Turnalar yamyam balıklardır. Avlarının büyük bir bölümünü daha küçük turnalar oluşturur. Küçük boydaki turnalar daha büyük turnaların avı olmamak için daha fazla beslenip bir an önce büyüme eğilimindedir. Bu nedenle boylarından beklenmeyecek bir canavarlıkla büyük sahtelere bile saldırırlar. Halk arasında çivi diye tabir edilen yavru turnalar sayıca fazla olduklarından ufak boy sahte yemlerle denendiğinde kolaylıkla yakalanabilirler. 50 cm altı turnaların mücadelesi zayıf olsa da spin ve sportif yakala&bırak avcılığının zevkini fazlasıyla yaşatırlar. Büyük turnaların mücadelesi ise serttir. Özellikle 80 cm üzeri turnalar makineden epey misina boşaltır. Kah fişekleyip, kah hareketsiz kalıp enerji topladıktan sonra mücadeleye devam ederler. Zaman zaman suyun üzerinde hareketsiz yattıktan sonra muazzam bir güçle suyun dışına fırlayıp vücutlarını silkelerler. Bu esnada misina gergin tutulursa bütün vücut ağırlıklarıyla misinaları koparabilir, kancaları açabilir ya da ağızlarını yırtarak oltadan kurtulabilirler. Aynı vücut silkeleme hareketini sudan dışarı alınmak üzereyken de sergilerler. Kepçe kullanılmadığı taktirde sudan dışarı alınma esnasında balığın kaçma ihtimali yüksektir.
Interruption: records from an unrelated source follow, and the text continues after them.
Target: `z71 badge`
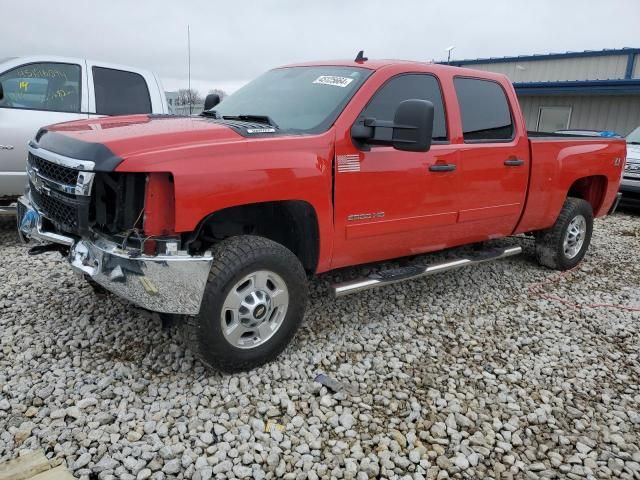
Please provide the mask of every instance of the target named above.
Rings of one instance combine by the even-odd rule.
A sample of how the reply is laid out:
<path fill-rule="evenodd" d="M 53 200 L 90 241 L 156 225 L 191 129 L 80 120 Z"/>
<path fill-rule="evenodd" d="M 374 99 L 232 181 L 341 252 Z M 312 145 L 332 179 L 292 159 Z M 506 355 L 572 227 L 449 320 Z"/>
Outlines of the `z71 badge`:
<path fill-rule="evenodd" d="M 372 218 L 382 218 L 382 217 L 384 217 L 384 212 L 352 213 L 351 215 L 347 215 L 347 221 L 353 222 L 354 220 L 369 220 Z"/>

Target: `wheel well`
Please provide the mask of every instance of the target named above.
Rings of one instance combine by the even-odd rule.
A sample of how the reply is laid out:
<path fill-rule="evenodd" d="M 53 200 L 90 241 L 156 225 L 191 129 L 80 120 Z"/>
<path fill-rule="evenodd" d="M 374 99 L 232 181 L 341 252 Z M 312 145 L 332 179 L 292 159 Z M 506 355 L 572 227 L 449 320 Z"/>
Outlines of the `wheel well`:
<path fill-rule="evenodd" d="M 316 270 L 320 252 L 318 218 L 305 201 L 254 203 L 218 210 L 200 222 L 198 229 L 185 239 L 185 246 L 202 252 L 236 235 L 258 235 L 278 242 L 300 259 L 305 270 Z"/>
<path fill-rule="evenodd" d="M 591 204 L 594 215 L 600 210 L 604 196 L 607 192 L 607 177 L 602 175 L 594 175 L 591 177 L 579 178 L 571 188 L 569 188 L 569 197 L 581 198 Z"/>

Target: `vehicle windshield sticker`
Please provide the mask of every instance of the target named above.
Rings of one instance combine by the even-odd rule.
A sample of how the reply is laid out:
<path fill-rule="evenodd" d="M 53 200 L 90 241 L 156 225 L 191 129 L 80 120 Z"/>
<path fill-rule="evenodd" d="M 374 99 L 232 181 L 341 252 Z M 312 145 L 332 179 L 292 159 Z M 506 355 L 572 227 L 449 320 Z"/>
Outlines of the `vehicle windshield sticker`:
<path fill-rule="evenodd" d="M 333 85 L 334 87 L 346 87 L 351 82 L 353 82 L 353 78 L 349 77 L 336 77 L 334 75 L 322 75 L 316 78 L 313 83 L 320 83 L 322 85 Z"/>
<path fill-rule="evenodd" d="M 275 133 L 275 128 L 247 128 L 247 133 Z"/>

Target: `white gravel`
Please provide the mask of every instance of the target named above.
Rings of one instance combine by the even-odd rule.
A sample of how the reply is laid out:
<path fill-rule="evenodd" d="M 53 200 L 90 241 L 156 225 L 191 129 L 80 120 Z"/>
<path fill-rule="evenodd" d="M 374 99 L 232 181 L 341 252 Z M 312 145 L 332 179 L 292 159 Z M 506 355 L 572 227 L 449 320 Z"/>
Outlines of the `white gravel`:
<path fill-rule="evenodd" d="M 340 300 L 328 285 L 367 268 L 323 275 L 277 361 L 221 375 L 0 219 L 0 461 L 43 448 L 83 479 L 640 478 L 640 313 L 588 306 L 640 307 L 640 218 L 597 221 L 566 275 L 506 242 L 527 255 Z"/>

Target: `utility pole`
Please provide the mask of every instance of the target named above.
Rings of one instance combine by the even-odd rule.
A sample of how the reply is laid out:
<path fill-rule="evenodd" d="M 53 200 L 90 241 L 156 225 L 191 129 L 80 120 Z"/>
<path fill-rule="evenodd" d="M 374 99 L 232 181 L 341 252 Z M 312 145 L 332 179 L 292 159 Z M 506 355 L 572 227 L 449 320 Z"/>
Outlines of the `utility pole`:
<path fill-rule="evenodd" d="M 447 65 L 451 65 L 451 52 L 453 51 L 454 48 L 456 47 L 454 47 L 453 45 L 447 48 Z"/>
<path fill-rule="evenodd" d="M 191 105 L 193 104 L 193 96 L 191 95 L 191 28 L 187 25 L 187 55 L 189 57 L 189 115 L 191 115 Z"/>

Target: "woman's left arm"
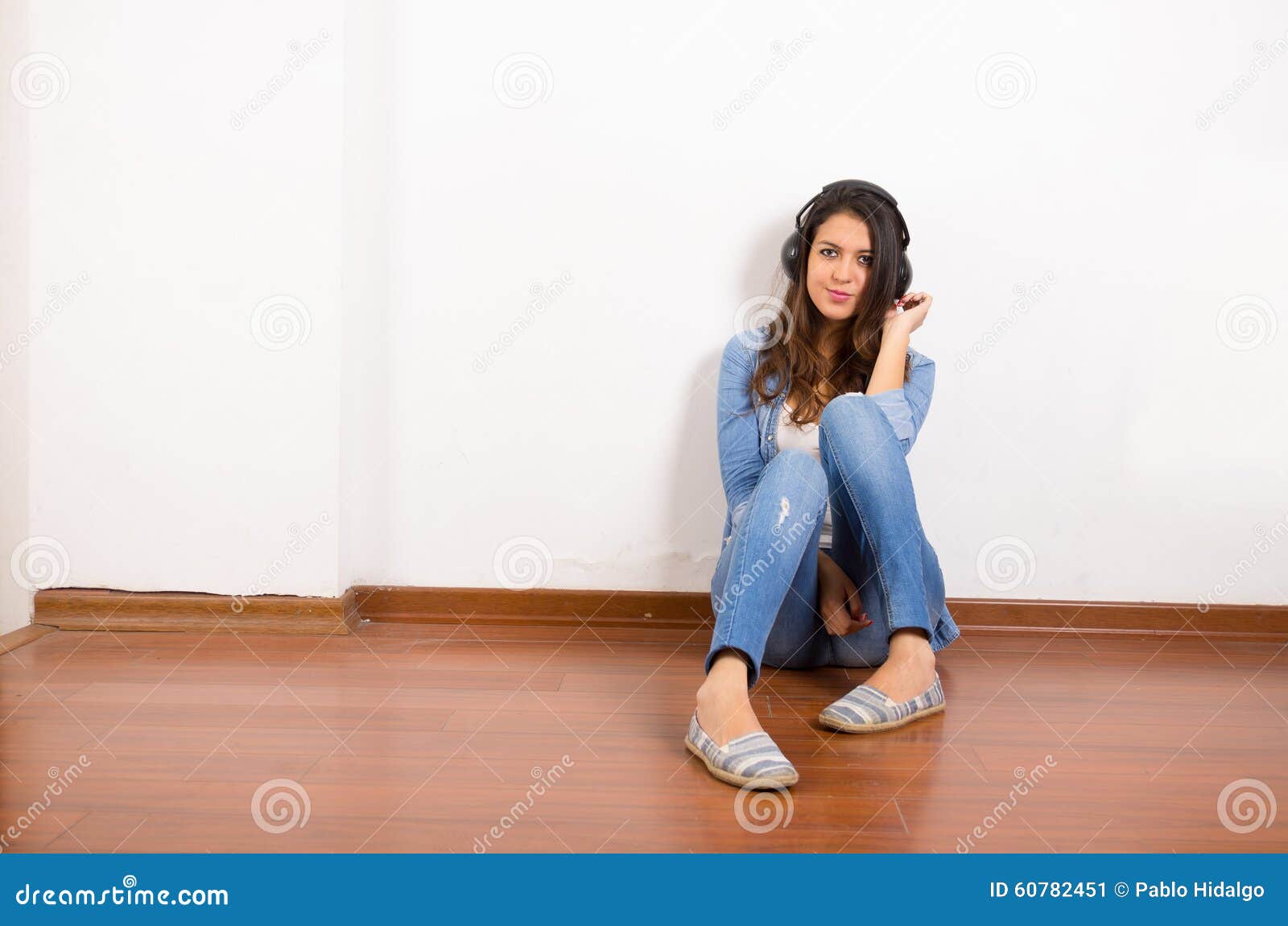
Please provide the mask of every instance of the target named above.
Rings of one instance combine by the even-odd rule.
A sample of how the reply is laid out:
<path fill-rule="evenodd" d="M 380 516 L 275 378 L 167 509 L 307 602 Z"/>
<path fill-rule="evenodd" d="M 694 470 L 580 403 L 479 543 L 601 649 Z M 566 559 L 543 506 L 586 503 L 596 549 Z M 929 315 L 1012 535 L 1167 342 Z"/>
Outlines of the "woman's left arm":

Kepçe bulunmadı durumlarda balığı ensesinden ya da galsamasından kavrayarak dışarı almak gerekir. Bunu yaparken turnanın jilet keskinliğindeki solungaç yarıklarından sakınılmalıdır. Aksi taktirde balığı tutan kişinin parmaklarında ciddi kesikler meydana gelebilir.
Yakala&bırak disiplininin henüz çok az sayıda balıkçı tarafından uygulandığı ülkemizde trofe boyutlara ulaşmış turnalar belli başlı meralar dışında mumla aranır haldedir. 25 yıllık uzun ömürleri ve yavaş büyüme hızları düşünüldüğünde özellikle küçük sulama barajları gibi hassas sulak alanlarda yapılan yakala&bırak harici olta balıkçılığı bile turnaların ömürlerini tamamlayarak trofe boyutlara ulaşmasına mani olmaktadır. Günümüzde trofe turna yakalama şansını arttırmak için, kısmen geniş ve korunaklı sulak alanların, insanlar tarafından ulaşılması zor, bakir bölgelerinde denenmelidir. 100 cm üzeri bir turna yakalama mutluluğuna erişmiş olan şanslı balıkçılar, turna avının gerçek zevkine varmış olan kişilerdir. Bu zevki her daim yaşamak, çocuklarımıza ve gelecek nesillere de yaşama şansı tanımak için turna gibi uzun ömürlü tatlı su balıklarının avında yakala&bırak disiplininin önemini anlamalı ve bir an önce uygulamaya geçmeliyiz.